Улица с розовым магазином
Уже разбегаются взоры вечером по каждой улице
и, как предчувствие засухи, — дождь.

Уже все дороги так близко
и даже дорога чуда.

Ветер несет задержавшуюся зарю.
Заря – это наш страх делать разные вещи, она обрушивается на нас сверху.

Всю святую ночь я бродил,
и ее волнение меня оставляет
на этой улице, которая могла бы быть любой другой.

Здесь снова безопасность равнины
на горизонте,
и пустошь, рассеивающаяся в кустах и проводах,
и магазин, такой отчетливый, как растущая луна вчерашним вечером.
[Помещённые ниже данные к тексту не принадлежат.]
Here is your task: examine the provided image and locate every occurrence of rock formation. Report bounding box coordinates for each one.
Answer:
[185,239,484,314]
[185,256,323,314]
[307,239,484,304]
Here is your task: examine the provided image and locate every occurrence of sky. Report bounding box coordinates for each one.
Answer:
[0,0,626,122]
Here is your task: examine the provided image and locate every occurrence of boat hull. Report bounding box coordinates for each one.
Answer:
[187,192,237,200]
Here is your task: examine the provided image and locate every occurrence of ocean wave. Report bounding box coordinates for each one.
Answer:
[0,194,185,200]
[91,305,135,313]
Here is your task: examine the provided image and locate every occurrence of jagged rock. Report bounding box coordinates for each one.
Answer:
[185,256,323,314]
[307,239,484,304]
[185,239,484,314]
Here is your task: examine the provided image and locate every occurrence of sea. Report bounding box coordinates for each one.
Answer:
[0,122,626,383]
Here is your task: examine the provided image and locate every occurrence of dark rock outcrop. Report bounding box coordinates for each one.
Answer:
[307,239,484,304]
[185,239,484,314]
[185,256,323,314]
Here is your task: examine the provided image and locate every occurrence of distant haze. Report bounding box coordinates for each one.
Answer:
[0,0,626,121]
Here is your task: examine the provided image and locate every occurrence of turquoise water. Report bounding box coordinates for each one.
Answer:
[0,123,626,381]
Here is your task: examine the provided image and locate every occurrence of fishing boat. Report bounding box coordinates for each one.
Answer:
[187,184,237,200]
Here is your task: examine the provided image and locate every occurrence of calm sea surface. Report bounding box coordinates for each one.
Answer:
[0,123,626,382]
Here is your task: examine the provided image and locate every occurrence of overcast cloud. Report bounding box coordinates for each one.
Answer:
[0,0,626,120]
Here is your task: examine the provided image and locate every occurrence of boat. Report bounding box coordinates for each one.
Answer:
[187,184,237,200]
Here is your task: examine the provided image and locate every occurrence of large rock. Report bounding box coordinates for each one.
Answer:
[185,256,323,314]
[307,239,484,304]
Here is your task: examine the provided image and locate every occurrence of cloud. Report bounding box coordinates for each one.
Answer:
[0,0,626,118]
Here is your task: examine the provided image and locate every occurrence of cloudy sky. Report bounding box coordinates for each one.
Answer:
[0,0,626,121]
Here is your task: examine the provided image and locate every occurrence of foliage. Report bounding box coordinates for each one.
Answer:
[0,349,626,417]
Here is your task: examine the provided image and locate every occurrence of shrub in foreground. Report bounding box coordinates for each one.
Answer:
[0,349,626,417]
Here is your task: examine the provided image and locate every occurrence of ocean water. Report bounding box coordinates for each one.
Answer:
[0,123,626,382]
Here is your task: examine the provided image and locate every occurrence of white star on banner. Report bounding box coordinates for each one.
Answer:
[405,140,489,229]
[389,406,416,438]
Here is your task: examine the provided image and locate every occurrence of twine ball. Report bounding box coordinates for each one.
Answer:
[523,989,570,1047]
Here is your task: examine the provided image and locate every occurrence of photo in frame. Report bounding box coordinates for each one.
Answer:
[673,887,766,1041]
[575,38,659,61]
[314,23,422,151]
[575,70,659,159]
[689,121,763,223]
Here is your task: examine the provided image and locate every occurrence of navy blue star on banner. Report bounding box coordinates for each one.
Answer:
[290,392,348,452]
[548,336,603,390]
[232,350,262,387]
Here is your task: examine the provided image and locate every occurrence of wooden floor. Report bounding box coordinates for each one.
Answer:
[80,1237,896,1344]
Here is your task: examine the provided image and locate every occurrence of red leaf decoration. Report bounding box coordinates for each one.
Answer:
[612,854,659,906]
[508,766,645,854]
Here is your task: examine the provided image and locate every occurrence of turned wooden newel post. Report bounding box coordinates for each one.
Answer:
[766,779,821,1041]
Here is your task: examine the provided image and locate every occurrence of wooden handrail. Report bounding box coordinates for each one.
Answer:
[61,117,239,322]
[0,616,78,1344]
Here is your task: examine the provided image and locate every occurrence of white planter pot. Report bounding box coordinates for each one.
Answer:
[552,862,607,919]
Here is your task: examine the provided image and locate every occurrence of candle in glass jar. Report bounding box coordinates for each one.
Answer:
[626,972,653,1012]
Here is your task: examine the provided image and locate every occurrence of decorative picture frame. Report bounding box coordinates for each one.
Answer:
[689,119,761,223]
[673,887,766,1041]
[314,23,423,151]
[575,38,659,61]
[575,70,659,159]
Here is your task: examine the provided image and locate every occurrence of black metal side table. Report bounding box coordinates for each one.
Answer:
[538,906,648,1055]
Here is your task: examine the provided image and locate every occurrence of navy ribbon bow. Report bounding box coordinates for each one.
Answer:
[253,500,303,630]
Родной, как воспоминание, угол улицы
с этими вытянутыми цоколями и обещанием патио.

Какое приятное свидетельство, вечная улица,  потому что так мало в тебе увидели мои дни!
Свет уже царапает воздух.

Мои годы прошли дорогами земли и воды,
и только рядом с тобой я тебя чувствую, улица, суровая и розовая.

Я думаю, что вдруг твои стены придумали рассвет,
магазин, что на кончике ночи так отчетливо виден.

Я думаю, и мой голос становится среди домов
исповедью моей бедности:
я не вглядывался в реки, ни в море, ни в горы,
но со мной подружился свет Буэнос-Айреса,
и я кую стихи моей жизни и моей смерти в этом уличном свете.

Улица, большая и терпеливая,
ты единственная музыка, о которой знает моя жизнь.